Databases 21 min read

Why Split Databases? Master Sharding Concepts, Strategies, and Practical SQL Routing

This article explains the fundamental concepts of database sharding—including data nodes, logical and broadcast tables, sharding keys, strategies, algorithms, SQL parsing, routing, rewriting, execution, result merging, distributed primary keys, data masking, distributed transactions, data migration, and shadow databases—providing clear examples and code snippets for real‑world implementation.

Su San Talks Tech
Su San Talks Tech
Su San Talks Tech
Why Split Databases? Master Sharding Concepts, Strategies, and Practical SQL Routing

Data Sharding

Sharding (horizontal partitioning) splits a large table such as t_order into multiple smaller tables across different databases (e.g., DB_1 and DB_2) to improve query performance for billion‑row datasets.

Data Nodes

A data node is the smallest indivisible unit in sharding, represented by a database name and a table name, such as DB_1.t_order_1 or DB_2.t_order_2.

Logical Table

A logical table is the name used in business SQL (e.g., t_order). During execution, the framework rewrites it to the actual physical tables ( t_order_0, t_order_1, …) based on sharding rules. select * from t_order where order_no='A11111' The real SQL after routing might become:

select * from DB_1.t_order_n where order_no='A11111'

Broadcast Table

A broadcast table has identical structure and data on every shard. It is ideal for small, rarely‑updated reference data (e.g., dictionary tables) and reduces JOIN network overhead.

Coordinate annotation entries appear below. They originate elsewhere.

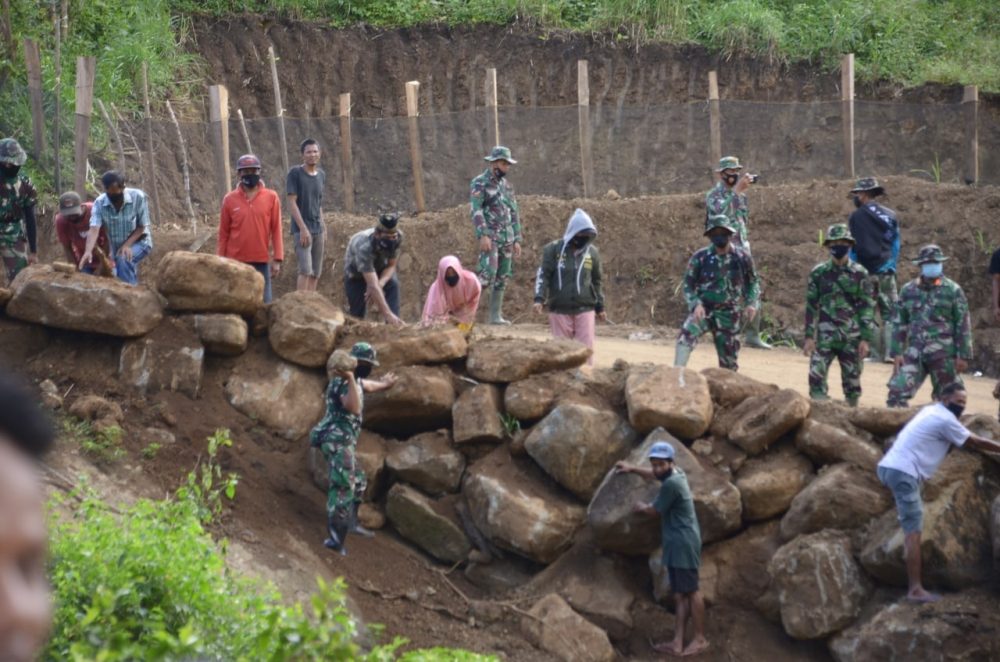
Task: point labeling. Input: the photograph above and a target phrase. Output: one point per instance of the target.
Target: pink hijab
(460, 301)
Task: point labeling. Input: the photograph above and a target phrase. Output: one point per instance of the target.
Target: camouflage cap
(719, 221)
(868, 185)
(838, 232)
(363, 351)
(499, 153)
(11, 152)
(729, 163)
(929, 253)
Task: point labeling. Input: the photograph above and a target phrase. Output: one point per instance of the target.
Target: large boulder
(431, 525)
(510, 359)
(170, 358)
(769, 483)
(826, 444)
(676, 399)
(617, 528)
(203, 283)
(477, 416)
(304, 328)
(421, 400)
(843, 496)
(779, 413)
(79, 302)
(553, 626)
(577, 445)
(428, 461)
(821, 588)
(513, 506)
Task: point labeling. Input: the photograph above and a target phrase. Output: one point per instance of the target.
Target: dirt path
(783, 366)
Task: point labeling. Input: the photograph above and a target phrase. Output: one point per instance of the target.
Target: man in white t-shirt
(914, 457)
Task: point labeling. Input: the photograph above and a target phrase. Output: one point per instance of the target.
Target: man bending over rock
(681, 544)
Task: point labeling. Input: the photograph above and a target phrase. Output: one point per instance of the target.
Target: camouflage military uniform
(839, 315)
(723, 285)
(337, 438)
(931, 328)
(495, 215)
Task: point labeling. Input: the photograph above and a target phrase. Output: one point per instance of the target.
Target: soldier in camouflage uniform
(337, 438)
(932, 333)
(840, 317)
(498, 228)
(721, 289)
(18, 240)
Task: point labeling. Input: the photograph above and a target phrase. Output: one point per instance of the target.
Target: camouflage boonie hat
(929, 253)
(500, 153)
(363, 351)
(838, 232)
(719, 221)
(868, 185)
(729, 163)
(11, 152)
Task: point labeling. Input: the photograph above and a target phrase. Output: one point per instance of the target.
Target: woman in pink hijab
(454, 295)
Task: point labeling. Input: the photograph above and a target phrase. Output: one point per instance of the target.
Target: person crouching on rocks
(681, 540)
(453, 296)
(337, 438)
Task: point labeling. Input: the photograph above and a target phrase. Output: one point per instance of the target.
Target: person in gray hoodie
(568, 282)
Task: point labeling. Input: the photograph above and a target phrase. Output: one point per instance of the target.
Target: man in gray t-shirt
(304, 188)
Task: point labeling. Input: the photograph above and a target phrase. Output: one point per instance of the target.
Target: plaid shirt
(120, 224)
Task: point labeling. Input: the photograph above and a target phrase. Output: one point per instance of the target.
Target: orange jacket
(248, 227)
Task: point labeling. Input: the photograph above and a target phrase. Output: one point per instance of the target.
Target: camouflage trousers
(906, 381)
(496, 266)
(846, 352)
(724, 323)
(347, 479)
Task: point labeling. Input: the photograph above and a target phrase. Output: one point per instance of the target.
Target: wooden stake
(412, 111)
(34, 66)
(847, 112)
(970, 105)
(346, 151)
(218, 114)
(85, 70)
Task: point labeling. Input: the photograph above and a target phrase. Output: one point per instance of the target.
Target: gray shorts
(310, 258)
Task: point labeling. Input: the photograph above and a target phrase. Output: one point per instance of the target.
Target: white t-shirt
(924, 441)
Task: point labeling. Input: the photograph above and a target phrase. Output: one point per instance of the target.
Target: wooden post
(847, 112)
(218, 115)
(412, 111)
(346, 151)
(714, 118)
(583, 118)
(970, 105)
(491, 103)
(85, 69)
(34, 66)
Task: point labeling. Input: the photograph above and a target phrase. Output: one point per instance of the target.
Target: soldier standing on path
(876, 235)
(18, 197)
(932, 333)
(840, 312)
(721, 288)
(728, 198)
(498, 228)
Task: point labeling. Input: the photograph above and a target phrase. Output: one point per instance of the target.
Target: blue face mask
(931, 269)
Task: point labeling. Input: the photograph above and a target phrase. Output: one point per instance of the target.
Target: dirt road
(783, 366)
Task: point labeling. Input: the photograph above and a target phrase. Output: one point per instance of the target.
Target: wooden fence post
(85, 69)
(218, 114)
(347, 151)
(970, 104)
(847, 112)
(583, 119)
(412, 111)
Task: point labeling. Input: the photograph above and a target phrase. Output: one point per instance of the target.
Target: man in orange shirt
(250, 223)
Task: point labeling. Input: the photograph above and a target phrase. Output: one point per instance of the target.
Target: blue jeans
(127, 270)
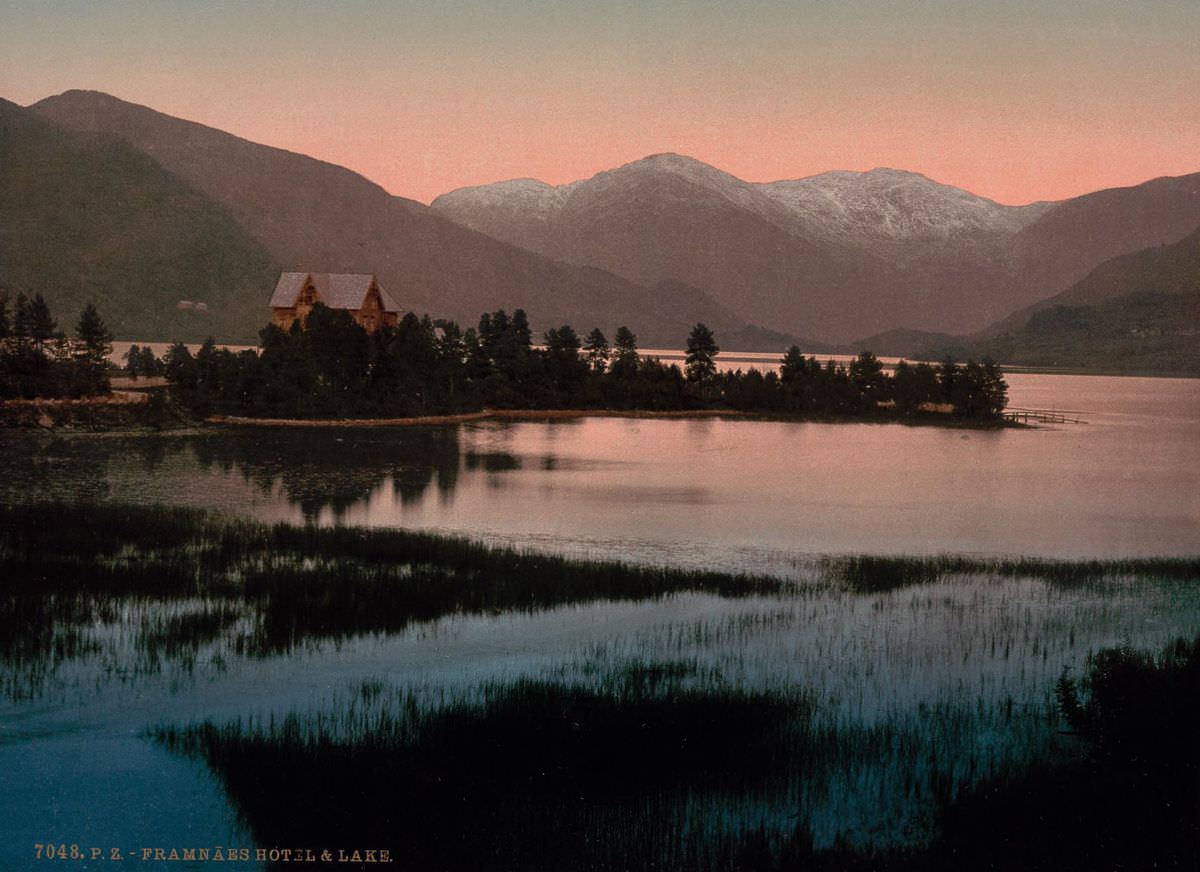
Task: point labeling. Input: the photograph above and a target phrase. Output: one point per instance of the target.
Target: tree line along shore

Data is fully consistent across all shards.

Read queries need only one shard.

JOINs are always possible because data is identical.

Single Table

A single table exists only once across all shards, suitable for low‑volume data that does not require partitioning.

Sharding Key

The sharding key determines the target node for each row. For example, using order_no % 2 distributes orders between DB_1 and DB_2.

Sharding Strategy

A sharding strategy combines a sharding algorithm with one or more sharding keys to decide how data is allocated.

Sharding Algorithms

Hash Sharding : Uses the hash of the sharding key.

Range Sharding : Allocates based on value ranges.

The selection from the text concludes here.